Tag Archives: South Asian

Alternative Images

16 May

So in all my criticism of media and society, the response to much of my ranting ends up being: then what is a “good” image? And/or “how can an image be entertaining if it doesn’t reference or mock “the way things are”?

So for a long time I’ve been really watchful for images that I think are “better” than the blatantly racist, gender reinforcing, ageist, (etc.) media we see all the time, mostly just to convince my friends that “better” images can exist (though I’m doubtful about actual “good” images…after all, they’re being used to sell something).

On the subway in New York City, during the winter, Halls put up what I thought was a brilliant, witty and less socially repugnant advertisement campaign to market it’s lozenges. The models included a South Asian man and one female model with different hair cuts as different women. There was also a white man in one. The models, were not wearing particularly “beauty”-enhancing makeup. Instead, they are all made to look sick and war-torn from their ailments.

I loved these ads because they captured in a look how I feel when I’m sick.

They also utilized a person of color in a non-stereotypical way. Nothing in the depiction of the South Asian man is on display in a way that separates him from the other models. There are none of the cultural cues that American media often utilize in depicting a South Asian man (such as a turban, a long beard, a desert background, a taxi, etc.). In fact, there are no cultural cues of any sort in any of the photos.

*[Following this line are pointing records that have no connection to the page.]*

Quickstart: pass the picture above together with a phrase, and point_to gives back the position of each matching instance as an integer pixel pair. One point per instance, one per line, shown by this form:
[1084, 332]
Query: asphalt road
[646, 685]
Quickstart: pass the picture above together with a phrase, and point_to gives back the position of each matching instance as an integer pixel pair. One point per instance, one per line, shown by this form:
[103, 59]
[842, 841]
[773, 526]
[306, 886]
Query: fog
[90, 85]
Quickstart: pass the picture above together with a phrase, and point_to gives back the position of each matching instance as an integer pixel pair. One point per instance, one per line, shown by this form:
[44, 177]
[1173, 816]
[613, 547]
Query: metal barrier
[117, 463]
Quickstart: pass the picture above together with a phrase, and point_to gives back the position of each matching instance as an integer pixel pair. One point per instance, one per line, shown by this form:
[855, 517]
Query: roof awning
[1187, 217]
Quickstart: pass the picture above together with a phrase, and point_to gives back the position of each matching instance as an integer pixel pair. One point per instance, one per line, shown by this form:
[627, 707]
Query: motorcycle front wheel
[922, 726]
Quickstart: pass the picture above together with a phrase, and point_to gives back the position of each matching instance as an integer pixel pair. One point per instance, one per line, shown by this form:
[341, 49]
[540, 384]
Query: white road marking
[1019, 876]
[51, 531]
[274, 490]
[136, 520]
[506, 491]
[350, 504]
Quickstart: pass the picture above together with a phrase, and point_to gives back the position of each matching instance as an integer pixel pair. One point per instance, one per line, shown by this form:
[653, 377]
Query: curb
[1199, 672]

Also, the women in these ads are depicted, in my opinion, in far less sexualized, objectifying ways than women are normally depicted. They are not disembodied (like so many lipstick ads that just show lips), they are not “scantily clad” in “cleavage” revealing shirts or leg revealing skirts. And the illness make up strikes me as particularly rare to see on women when I’m so used to the heavy make up and photo-shopped faces of “flawless” women.

It seems that the ads are set in the 1960’s-1970’s and the captions feature “knightly” encouragements. I can see no reason to set them in another time period and the combination of this theme with the captions makes for a bizarre set of ads that are obnoxiously kitschy. And yet, I adore them.